We may wonder what all of this has to with the theme announced by the poem's title until we realize that the lyricism demonstrates the very evasiveness of displacement. Not until the first of the prose sections does the poem approach the pain more directly, with two memories of the mother's institutionalization. Evasion and approach represent the poles between which Hass struggles with this demonic angel.
Hass seems more than passingly acquainted with his shortfalls as elaborated in the volume's final poem, the tellingly titled "Interrupted Meditation." The poem opens with the kind of lyrical description of nature at which he excels:
Little green involute fronds of fern at creek side.

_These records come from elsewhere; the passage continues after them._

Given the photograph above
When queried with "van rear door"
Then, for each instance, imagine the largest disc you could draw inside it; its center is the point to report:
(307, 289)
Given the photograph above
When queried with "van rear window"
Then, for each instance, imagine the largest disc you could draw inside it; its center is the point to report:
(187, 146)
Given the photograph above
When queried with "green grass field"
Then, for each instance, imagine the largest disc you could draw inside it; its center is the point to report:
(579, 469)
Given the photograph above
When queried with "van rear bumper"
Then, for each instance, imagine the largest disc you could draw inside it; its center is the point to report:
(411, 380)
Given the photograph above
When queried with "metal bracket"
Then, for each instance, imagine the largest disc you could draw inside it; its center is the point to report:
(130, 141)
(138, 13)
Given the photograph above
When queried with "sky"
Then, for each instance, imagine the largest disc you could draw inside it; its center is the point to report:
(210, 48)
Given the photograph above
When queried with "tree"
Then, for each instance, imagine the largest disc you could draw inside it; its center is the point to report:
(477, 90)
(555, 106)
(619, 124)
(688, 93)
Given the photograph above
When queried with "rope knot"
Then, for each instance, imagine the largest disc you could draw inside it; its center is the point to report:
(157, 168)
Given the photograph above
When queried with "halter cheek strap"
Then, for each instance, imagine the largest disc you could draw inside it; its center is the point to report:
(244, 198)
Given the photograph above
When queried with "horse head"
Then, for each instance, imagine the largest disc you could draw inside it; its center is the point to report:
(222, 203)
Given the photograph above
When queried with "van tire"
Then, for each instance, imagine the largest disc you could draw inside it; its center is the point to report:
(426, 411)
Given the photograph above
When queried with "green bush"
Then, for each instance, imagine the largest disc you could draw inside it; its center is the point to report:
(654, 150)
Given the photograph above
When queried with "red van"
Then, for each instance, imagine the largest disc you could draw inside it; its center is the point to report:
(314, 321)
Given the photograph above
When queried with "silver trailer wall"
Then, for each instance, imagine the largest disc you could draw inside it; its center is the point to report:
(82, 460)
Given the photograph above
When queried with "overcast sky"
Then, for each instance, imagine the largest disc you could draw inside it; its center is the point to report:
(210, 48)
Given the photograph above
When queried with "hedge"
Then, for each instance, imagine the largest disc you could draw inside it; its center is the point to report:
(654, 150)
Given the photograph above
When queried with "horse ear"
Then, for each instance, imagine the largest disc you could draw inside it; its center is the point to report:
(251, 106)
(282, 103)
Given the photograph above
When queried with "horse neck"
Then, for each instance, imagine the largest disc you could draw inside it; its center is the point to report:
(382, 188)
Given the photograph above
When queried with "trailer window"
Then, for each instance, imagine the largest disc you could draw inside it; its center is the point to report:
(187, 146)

And the sinewy clear water rushing over creek stone
of the palest amber, veined with a darker gold,
thinnest lines of gold rivering through the amber
like—ah, now we come to it.
Just what "we come to" will take another two pages of dialogue between the poet and an unnamed Polish survivor of the Nazi occupation of Warsaw that treats the relation between experience and language in the context of extreme suffering. This leads to the remembered referent of the opening, in which the unnamed interlocutor speaks:
Of course, here, gesturing out the window, pines,
of a winter lawn, the bay, you can express what you like,
enumerate the vegetation. And you! you have to, I'm afraid,
since you don't excel at metaphor. A shrewd, quick glance
to see how I have taken this thrust. You write well, clearly.
You are an intelligent man. But—finger in the air—
silence is waiting. Milosz believes there is a Word
at the end that explains. There is silence at the end,
and it doesn't explain, it doesn't even ask.
Notice how what could be taken as self-congratulation on Hass's part—praise of his skill at writing, his intelligence—is rendered as a left-handed compliment, the way in which it was offered. If Hass cannot completely rise above his flaws, he at least can recognize the truth when it is articulated. The exponential growth in self-awareness evidenced in Sun under Wood, along with Hass's demonstrable lyrical skill and intelligence, mark his movement from one of the best poets of his generation to one of the best poets working in America today. We could all afford to learn from his penetrating self-criticism, doubtless a consequence of his refusal to publish too much and too soon, and follow as he continues this slow but sure growth to poetic majority.